What the site really needs is forums.stackoverflow.com or something like that — a message board where you can go and discuss things. I suppose you could use the comments for that, but it would be nice to have a place to discuss things that’s separate from the Q&A part of the site.
One idea that I didn’t get at first was community-owned posts. When you ask a question, you can mark it as “Community-owned”, and then you get no reputation points for that question. Every answer is also marked as community-owned, and so people who answer get no rep either. I get that — if you’re asking a subjective question (i.e. one that might have many answers), you might mark it as community-owned so that people know you’re not just trying to bump your rep score by asking such a question. In that case, it’s your choice as to whether to mark the question as community-owned. The thing that I didn’t get about it was that there are a few rules that will automatically turn a regular question into a community-owned question, which means that the person who asked will get no further reputation score from that question. This happens if:
- the asker edits the question more than five times
- if more than four different people edit the question, or
- if the question receives more than 30 answers.
I didn’t like the idea that other people had control over whether I received reputation score from my own question. However, I heard Jeff talk on the podcast about the reasons behind these decisions, and now I think it’s kind of clever.
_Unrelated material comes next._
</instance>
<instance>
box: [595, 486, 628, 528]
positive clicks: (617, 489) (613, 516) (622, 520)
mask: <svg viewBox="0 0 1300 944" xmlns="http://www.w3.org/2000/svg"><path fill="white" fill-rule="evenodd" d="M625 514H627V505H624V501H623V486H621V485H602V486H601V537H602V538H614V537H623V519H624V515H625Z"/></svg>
Here is the reasoning behind each of these rules:
- This is to prevent someone from continually editing their own question just so that it stays on the home page.
- Any question that has been edited by lots of different people was more than likely not very clear to begin with, and so rewarding the asker with rep points after others have cleaned up the question doesn’t make sense.
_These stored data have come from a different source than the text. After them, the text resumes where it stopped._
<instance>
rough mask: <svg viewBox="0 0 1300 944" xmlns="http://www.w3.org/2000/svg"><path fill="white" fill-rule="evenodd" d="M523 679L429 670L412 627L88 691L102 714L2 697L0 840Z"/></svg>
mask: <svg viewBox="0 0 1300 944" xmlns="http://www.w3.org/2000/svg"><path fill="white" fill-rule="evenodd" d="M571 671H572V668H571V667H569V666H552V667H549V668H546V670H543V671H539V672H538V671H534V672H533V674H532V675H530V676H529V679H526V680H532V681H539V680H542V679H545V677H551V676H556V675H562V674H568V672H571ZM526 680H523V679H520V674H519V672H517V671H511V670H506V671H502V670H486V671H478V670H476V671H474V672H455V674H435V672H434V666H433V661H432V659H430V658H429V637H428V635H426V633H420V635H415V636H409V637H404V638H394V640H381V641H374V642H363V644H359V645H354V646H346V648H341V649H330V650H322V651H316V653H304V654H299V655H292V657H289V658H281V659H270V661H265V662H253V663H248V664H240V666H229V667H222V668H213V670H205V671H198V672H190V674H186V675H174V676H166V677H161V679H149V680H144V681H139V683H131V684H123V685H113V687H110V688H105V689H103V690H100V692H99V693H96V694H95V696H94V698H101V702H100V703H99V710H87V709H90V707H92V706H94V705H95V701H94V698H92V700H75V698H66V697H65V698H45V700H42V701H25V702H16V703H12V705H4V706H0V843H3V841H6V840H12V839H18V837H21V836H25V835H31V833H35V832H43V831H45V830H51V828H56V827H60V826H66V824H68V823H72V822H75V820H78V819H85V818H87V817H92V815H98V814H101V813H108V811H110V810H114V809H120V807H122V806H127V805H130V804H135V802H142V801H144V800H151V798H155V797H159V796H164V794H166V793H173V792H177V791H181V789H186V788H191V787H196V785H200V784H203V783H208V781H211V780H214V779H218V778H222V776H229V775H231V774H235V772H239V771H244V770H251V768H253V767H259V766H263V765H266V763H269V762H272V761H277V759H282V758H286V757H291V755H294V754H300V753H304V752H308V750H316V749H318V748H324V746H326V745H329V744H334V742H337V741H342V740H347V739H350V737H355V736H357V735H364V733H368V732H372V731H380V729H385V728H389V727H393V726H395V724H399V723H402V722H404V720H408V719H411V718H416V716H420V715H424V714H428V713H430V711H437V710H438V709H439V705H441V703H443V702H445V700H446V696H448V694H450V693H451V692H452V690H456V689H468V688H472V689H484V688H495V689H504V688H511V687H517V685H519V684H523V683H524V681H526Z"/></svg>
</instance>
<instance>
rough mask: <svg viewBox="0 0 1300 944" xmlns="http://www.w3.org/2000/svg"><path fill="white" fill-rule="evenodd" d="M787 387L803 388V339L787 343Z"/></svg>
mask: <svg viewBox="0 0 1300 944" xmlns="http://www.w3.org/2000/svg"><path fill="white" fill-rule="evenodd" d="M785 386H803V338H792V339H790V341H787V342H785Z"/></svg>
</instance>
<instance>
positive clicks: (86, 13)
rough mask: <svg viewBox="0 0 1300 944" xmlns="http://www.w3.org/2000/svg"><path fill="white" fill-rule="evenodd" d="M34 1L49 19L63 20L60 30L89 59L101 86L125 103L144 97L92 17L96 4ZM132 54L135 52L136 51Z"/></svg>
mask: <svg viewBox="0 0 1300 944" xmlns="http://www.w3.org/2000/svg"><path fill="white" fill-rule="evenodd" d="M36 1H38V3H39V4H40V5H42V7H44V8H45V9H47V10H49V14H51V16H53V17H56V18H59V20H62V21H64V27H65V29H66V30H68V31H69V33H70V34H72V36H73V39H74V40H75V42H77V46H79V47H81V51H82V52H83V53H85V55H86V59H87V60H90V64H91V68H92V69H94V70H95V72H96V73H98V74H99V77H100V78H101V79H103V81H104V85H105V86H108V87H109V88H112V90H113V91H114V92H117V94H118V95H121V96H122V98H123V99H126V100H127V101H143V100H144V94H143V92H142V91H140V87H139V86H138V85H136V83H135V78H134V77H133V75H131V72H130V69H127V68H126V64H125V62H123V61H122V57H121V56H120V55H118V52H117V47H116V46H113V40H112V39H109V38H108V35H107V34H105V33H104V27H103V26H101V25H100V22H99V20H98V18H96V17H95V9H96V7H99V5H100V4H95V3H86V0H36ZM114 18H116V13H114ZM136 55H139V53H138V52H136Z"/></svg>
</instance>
- A question that has more than 30 answers is more than likely a subjective one or a poll or something similar, not a specific programming question that the site was designed for. In that case, you should not be rewarded for asking such a question.
Overall I’m pretty psyched about StackOverflow. I think it could be a really useful resource for every programmer. It’s also a lot of fun (which is why some have begun calling it “CrackOverflow”), though it’s still very new, so we’ll see if the novelty wears off after a while. There’s are still some kinks to work out, but once people figure out (and get comfortable with) the community moderation thing, and realize that the reputation scores don’t tell you how much creedence to give an answer, I can see this site becoming one of the most popular programming sites anywhere.